When it comes to Linux, I can't be arsed.
To be honest, I don't care a fig about Redhat nor anything they produce, and here's why:
In '96 I found myself in a far-off land and, trying to set up a workable PC for myself, all I could get hold off was a Rehat 4.8 CD (you needed an intenet connection before you can download anything from sunsite). I took me three effing days to sort out what the heck had been installed (when you're used to Slackware, which leaves you perfectly in control, you have every reason to be peeved.)
Having returned to the Sceptered Isle, I had no such problems, and managed to create (WABI had by then become quite affordable) setups for others, knowing that I'd never receive a support call. Linux was by then stable, libc5 had been thoroughly debugged, XFree86 no longer spontaneously froze, SANE was pretty good, Hylafax worked flawlessly, and Ghostscript had vastly improved. And when it comes to stability, Linux ran rings around NT4. Life was good.
What happened next? Redhat 5.0: five years of hard-earned reputation blown to dust. Rickety as hell.

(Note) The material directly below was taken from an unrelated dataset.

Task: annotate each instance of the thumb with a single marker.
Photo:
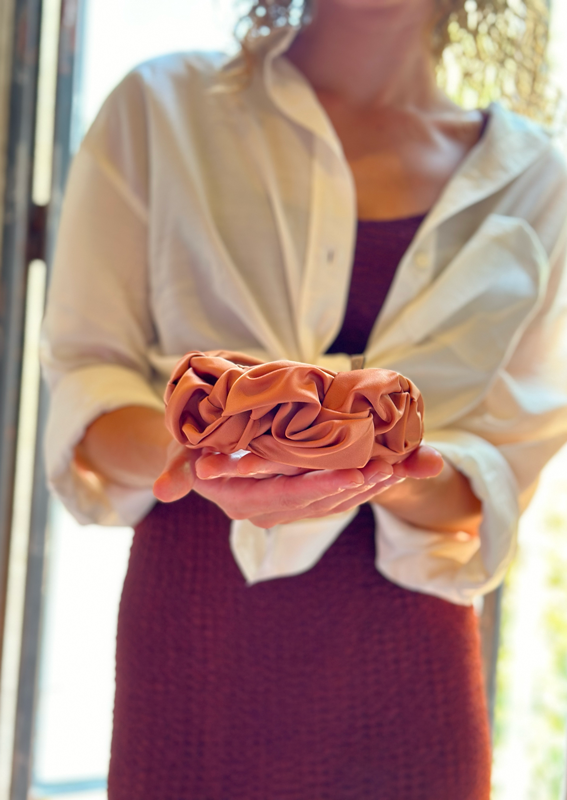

Than came Drepper. Torvalds futzing around with virtual memory management. The fileystem wars. And, if that's not bad enough, Poettershite - did anyone of us ask for systemd? Did anyone of us ever need this?
There once was a time when Linux provided a degree of freedom - but with the preponderence of Shithead and Ucuntu - Debian being the eternal retards (openssl anyone?) I've called it quits. (My private and professional obligations are such that I no longer have the time to fix others' code.)